Rezept für Personen in Klinik Regressstreit erfordert Einbindung des Beschwerdeausschusses

Verordnungen Autor: Jan Helfrich

Wenn Patient*innen den niedergelassenen Arzt oder die niedergelassene Ärztin anrufen und nach einem Rezept fragen, ist zunächst Vorsicht geboten. Wenn Patient*innen den niedergelassenen Arzt oder die niedergelassene Ärztin anrufen und nach einem Rezept fragen, ist zunächst Vorsicht geboten. © Halfpoint – stock.adobe.com

Bei Regressverfahren wegen Arzneimittelverordnungen für Patientinnen und Patienten, die sich zeitgleich im Krankenhaus befanden, muss zuerst der Beschwerdeausschuss angerufen werden. Erst danach kann der Bescheid rechtlich angefochten werden. 

Ein Arzt einer Gemeinschaftspraxis verordnete im Juni 2014 einem Patienten nach einem Telefongespräch Abstral 600 Sublingualtabletten. Der Versicherte befand sich allerdings zum Zeitpunkt der Verordnung sowie während der Einlösung des Rezepts in vollstationärer Behandlung.

Die Prüfungsstelle der Ärzte und Krankenkassen Thüringen setzte auf Antrag einer Kasse einen Regress in Höhe von 253,69 Euro fest. Dagegen reichte die Berufsausübungsgemeinschaft Klage beim Sozialgericht ein. Sie beantragte jedoch zugleich, das Verfahren auszusetzen und das Vorverfahren beim Beschwerdeausschuss nachzuholen. Klage wie Berufung blieben erfolglos.

Das Thüringer Landessozialgericht (LSG) hielt das Vorverfahren für entbehrlich. Die Unzulässigkeit der Arzneimittelverordnung ergebe sich aus § 39 Absatz 1 Satz 3 SGB V. Für die Gemeinschaftspraxis hätten erhöhte Sorgfaltspflichten bestanden, da sie von der Notwendigkeit einer weiteren Operation gewusst und die Klinikeinweisung ausgestellt habe. Da sich die Unzulässigkeit der Verordnung direkt und eindeutig aus dem Gesetz oder aus den Richtlinien des G-BA ableite, liege hier ein „sonstiger Schaden“ nach § 106c Absatz 3 Satz 6 SGB V vor. Demnach sei eine Überprüfung des Bescheids der Prüfungsstelle durch den Beschwerdeausschuss ausgeschlossen.

Die Klägerin zog vor das Bundessozialgericht. Der 6. BSG-Senat bewertete die Revision als teilweise begründet: „Die Anfechtungsklage gegen den Bescheid der Prüfungsstelle ist derzeit unzulässig, da das erforderliche Vorverfahren vor dem Beschwerdeausschuss bislang nicht durchgeführt worden ist“, heißt es in einer Presseinformation des Bundessozialgerichts. Vertragsärztinnen und -ärzte müssten grundsätzlich gegen Entscheidungen der Prüfungsstelle den Beschwerdeausschuss anrufen, wenn sie den Rechtsweg zu den Sozialgerichten beschreiten wollen. Ein Ausnahmefall nach § 106c Absatz 3 Satz 6 SGB V – wie vom Landessozialgericht angenommen – liege hier nicht vor.

Zwar sei gesetzlich festgelegt, dass während eines stationären Aufenthalts das Krankenhaus für die Arzneimittelversorgung der Patientinnen und Patienten verantwortlich ist.

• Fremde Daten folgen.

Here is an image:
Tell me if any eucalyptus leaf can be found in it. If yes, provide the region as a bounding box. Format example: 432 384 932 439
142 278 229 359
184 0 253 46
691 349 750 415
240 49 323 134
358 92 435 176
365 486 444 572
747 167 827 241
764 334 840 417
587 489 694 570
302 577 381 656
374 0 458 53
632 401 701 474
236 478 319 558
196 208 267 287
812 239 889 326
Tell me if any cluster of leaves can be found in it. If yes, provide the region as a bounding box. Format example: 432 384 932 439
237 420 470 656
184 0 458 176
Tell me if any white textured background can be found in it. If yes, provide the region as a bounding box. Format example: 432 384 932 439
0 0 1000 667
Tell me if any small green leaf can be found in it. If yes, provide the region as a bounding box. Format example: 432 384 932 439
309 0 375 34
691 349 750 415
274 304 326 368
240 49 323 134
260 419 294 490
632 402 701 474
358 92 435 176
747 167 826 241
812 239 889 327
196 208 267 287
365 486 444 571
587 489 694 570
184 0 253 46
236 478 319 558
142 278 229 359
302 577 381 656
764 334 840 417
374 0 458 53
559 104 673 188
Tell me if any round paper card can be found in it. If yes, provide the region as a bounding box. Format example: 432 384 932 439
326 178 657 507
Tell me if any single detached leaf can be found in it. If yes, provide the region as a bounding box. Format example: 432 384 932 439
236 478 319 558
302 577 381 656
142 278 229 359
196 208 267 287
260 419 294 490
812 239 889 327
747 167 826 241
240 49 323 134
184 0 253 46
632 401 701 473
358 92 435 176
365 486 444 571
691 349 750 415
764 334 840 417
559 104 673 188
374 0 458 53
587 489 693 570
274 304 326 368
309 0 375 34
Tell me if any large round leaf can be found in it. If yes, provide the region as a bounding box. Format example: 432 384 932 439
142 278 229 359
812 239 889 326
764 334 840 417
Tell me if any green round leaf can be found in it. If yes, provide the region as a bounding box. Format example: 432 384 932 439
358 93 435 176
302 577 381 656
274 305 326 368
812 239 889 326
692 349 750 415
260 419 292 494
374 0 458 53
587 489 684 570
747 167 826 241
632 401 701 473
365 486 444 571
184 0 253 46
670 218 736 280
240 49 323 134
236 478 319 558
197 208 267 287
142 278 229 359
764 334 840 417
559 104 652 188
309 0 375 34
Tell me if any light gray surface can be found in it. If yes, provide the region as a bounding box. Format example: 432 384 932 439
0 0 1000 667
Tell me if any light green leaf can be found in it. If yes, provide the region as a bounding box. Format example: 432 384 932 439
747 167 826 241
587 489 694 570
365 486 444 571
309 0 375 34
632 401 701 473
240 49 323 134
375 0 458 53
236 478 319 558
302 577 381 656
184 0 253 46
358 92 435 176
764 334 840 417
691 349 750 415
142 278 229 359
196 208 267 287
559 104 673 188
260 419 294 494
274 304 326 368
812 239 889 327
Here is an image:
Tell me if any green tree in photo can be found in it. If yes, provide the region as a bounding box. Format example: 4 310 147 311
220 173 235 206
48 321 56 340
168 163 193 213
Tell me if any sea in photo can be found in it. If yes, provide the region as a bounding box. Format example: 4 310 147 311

Der Regress eines sonstigen Schadens gegenüber einem Vertragsarzt, der während des Klinikaufenthalts des Versicherten ein Arzneimittel verordnet, sei aber an die Grundsätze des Schadensersatzrechts angelehnt und deshalb verschuldensabhängig.

BSG verwies zurück an die Vorinstanz

Um das genaue Verschulden zu klären, bedürfe es regelmäßig einer Prüfung aller Umstände des Einzelfalls. Das Bundessozialgericht überwies den Vorgang also wieder zurück ans Landessozialgericht, damit das Vorverfahren vor dem Beschwerdeausschuss nachgeholt werden kann.